Entre os temas mais urgentes no debate atual, está a necessidade de romper com o silêncio em torno da autenticidade das obras em circulação. Sabemos que uma parte expressiva do mercado convive com peças problemáticas — em certos artistas, esse número ultrapassa 50%. É fundamental que instituições, famílias de artistas e comitês de autenticação busquem assessoramento técnico especializado, que se apoiem em pericias independentes com embasamento técnico, prática que até da certa proteção jurídica a essas instituições.  Não podemos continuar sustentando um modelo baseado apenas na boa-fé dos intermediários. Nenhum outro mercado de alto valor opera dessa maneira — e os riscos já estão bem documentados. 

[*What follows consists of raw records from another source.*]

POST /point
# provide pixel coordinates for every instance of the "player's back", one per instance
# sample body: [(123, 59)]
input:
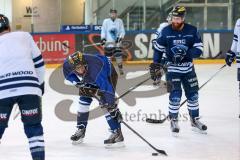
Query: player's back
[(17, 71), (15, 51)]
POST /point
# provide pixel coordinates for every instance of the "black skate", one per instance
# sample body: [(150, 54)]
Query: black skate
[(120, 68), (121, 71), (174, 127), (115, 140), (78, 136), (198, 126)]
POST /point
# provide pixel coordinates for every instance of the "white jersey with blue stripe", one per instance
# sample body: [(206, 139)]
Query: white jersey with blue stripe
[(169, 39), (21, 65), (160, 28), (236, 42), (112, 29)]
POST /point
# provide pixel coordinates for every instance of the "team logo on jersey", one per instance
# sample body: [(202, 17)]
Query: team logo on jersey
[(30, 112), (179, 48), (179, 41), (3, 116), (113, 33)]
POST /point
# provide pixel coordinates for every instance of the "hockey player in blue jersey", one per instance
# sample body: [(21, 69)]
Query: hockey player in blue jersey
[(112, 34), (181, 42), (21, 82), (95, 77)]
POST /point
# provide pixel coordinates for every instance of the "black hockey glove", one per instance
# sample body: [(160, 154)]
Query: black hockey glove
[(113, 111), (89, 91), (42, 86), (179, 52), (156, 71), (103, 41), (230, 57)]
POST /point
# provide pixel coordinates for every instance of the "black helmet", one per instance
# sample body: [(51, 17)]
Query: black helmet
[(113, 11), (4, 23), (179, 11), (76, 59)]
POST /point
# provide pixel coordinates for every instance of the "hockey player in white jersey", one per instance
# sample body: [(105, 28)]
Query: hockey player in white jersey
[(181, 42), (22, 83), (157, 34), (112, 34), (234, 52)]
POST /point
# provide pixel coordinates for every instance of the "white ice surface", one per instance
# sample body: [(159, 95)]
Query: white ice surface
[(219, 107)]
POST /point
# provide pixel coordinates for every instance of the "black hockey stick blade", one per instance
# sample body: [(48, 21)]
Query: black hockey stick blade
[(157, 150), (156, 121)]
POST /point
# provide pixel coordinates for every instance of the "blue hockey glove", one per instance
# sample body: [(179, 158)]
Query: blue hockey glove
[(103, 41), (179, 52), (89, 91), (156, 71), (118, 40), (230, 57), (113, 111), (42, 86)]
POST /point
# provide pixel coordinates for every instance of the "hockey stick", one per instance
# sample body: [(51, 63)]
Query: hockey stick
[(134, 131), (129, 127), (90, 45), (85, 46), (149, 120), (132, 88)]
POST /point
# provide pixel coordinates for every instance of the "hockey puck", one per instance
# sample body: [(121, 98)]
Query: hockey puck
[(154, 154)]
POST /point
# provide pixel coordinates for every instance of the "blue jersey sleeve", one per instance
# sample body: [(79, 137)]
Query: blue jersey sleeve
[(159, 47), (104, 83), (69, 74), (197, 49)]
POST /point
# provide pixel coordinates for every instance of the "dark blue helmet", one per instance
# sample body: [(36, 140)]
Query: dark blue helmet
[(76, 59), (4, 23), (179, 11)]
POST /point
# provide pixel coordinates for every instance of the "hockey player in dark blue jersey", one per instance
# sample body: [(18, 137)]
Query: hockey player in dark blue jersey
[(95, 77), (181, 42)]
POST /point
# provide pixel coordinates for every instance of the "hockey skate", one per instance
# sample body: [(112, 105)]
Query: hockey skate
[(198, 126), (174, 127), (115, 140), (77, 137)]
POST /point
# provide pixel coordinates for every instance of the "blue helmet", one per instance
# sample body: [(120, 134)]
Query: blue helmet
[(76, 59), (4, 23)]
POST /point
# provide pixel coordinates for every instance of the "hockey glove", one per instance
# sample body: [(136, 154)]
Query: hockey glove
[(103, 42), (89, 91), (118, 40), (42, 88), (179, 52), (156, 71), (230, 57), (113, 111)]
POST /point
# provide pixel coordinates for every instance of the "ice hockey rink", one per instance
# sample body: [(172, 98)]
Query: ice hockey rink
[(219, 108)]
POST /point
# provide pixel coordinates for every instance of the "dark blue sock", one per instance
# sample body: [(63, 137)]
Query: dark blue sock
[(36, 141), (113, 124)]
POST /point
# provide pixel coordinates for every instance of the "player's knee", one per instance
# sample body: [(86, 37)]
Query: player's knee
[(2, 129), (32, 130), (84, 103), (175, 96), (192, 96), (85, 100)]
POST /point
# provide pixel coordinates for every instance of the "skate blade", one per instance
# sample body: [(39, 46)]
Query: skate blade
[(115, 145), (175, 134), (197, 130), (77, 142)]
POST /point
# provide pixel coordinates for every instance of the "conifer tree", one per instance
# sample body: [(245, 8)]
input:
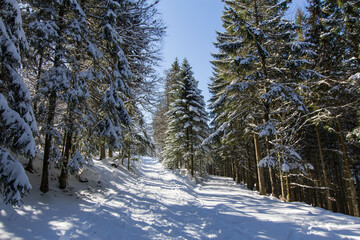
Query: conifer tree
[(261, 61), (17, 121), (187, 124)]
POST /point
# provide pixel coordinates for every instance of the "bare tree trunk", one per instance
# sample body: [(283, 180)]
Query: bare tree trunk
[(129, 158), (64, 168), (288, 194), (110, 152), (324, 172), (102, 149), (347, 171)]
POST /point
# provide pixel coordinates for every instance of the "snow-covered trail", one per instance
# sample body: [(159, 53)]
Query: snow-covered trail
[(155, 203)]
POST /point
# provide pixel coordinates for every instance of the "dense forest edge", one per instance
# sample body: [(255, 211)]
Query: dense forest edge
[(77, 76)]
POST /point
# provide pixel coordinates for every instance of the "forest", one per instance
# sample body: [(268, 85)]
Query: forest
[(77, 78)]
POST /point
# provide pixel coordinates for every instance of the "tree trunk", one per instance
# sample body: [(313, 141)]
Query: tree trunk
[(102, 149), (260, 170), (44, 186), (129, 157), (347, 171), (64, 168), (110, 152), (288, 194), (324, 172), (273, 181)]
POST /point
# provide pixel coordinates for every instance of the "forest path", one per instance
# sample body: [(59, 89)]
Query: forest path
[(155, 203)]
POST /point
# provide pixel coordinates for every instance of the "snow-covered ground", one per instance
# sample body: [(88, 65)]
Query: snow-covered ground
[(154, 203)]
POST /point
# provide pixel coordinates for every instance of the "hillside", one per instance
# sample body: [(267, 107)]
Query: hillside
[(154, 203)]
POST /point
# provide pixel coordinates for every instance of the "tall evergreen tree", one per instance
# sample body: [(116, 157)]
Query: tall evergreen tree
[(187, 124), (17, 121)]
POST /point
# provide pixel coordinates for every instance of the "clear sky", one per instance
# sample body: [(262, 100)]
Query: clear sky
[(191, 31)]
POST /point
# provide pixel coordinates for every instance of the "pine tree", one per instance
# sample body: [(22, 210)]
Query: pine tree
[(333, 96), (187, 124), (17, 122)]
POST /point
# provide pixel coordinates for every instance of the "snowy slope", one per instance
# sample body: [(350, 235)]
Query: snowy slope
[(154, 203)]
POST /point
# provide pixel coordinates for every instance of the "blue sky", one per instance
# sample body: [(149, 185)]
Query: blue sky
[(191, 31)]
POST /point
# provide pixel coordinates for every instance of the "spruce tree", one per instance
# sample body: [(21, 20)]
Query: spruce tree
[(187, 124), (17, 121)]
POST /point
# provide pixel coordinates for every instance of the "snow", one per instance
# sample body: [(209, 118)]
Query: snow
[(151, 202)]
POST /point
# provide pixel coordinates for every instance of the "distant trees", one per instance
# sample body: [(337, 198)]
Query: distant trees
[(275, 83), (186, 121)]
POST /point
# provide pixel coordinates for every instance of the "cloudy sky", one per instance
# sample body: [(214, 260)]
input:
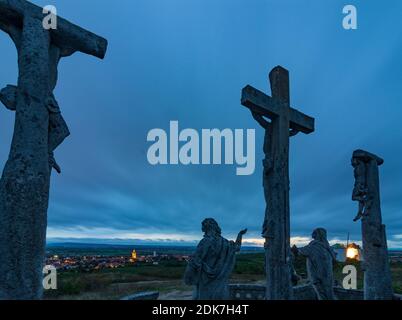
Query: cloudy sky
[(187, 60)]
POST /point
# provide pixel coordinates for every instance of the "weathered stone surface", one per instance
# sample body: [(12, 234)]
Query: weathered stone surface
[(285, 122), (320, 259), (300, 292), (213, 262), (151, 295), (377, 274), (39, 129)]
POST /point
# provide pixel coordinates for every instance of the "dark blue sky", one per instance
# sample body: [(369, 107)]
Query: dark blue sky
[(188, 60)]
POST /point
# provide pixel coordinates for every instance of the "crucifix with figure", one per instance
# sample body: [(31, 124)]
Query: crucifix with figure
[(38, 130), (282, 123)]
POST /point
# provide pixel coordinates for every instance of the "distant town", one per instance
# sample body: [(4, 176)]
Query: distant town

Qual a sua visão sobre o futuro da perícia de arte nos próximos 10 anos? Quais ferramentas, metodologias ou formações serão indispensáveis? A discussão sobre o impacto da inteligência artificial já está presente em quase todos os setores — e, na perícia de arte, esse debate não é novo. A IA, assim como outras tecnologias laboratoriais de análise material, pode ser uma aliada poderosa, mas jamais poderá substituir o discernimento crítico e a sensibilidade intelectual do perito. Um algoritmo pode indicar divergências ou compatibilidades com base em padrões aprendidos, mas até mesmo uma coincidência total entre duas obras pode ser um alerta: falsários sofisticados são capazes de produzir réplicas praticamente idênticas.

O futuro da perícia de arte, especialmente no Brasil, tende a se alinhar aos mercados mais avançados, onde a demanda por autenticação profissional é crescente. A ampliação do acesso a tecnologias — como IA e blockchain — permitirá reduzir custos e prazos, tornando as investigações mais ágeis. Mas, acima de tudo, será indispensável formar profissionais com visão interdisciplinar, capazes de integrar ciência, tecnologia e história da arte com responsabilidade ética e metodológica. 

Sendo capa da MENSCH, que mensagem você gostaria de deixar para os jovens profissionais que aspiram seguir um caminho tão singular quanto o seu? A mensagem que gostaria de deixar é que a perícia de arte, quando conduzida com seriedade e trajetória consistente, é um campo rico em oportunidades. Trata-se de uma atividade que cresce ano após ano, melhora as condições de atuação profissional e, o mais interessante: não impõe barreiras de idade para quem deseja começar. Hoje, o caminho está muito mais estruturado do que há uma década. O mercado amadureceu, e já temos exemplos sólidos — no Brasil e no exterior — de equipes atuando com excelência técnica e metodológica.

Mas é fundamental reconhecer que o sucesso nessa área exige muito mais do que formação acadêmica. Requer tempo, disciplina, dedicação constante e, acima de tudo, estabilidade emocional e compromisso profissional. No meu caso, sou um empreendedor nato e precisei abrir portas — mas a boa notícia é que quem chega agora já encontra caminhos viáveis. Com ética, método e compromisso com a verdade, é possível construir uma trajetória sólida e relevante nesse universo tão singular.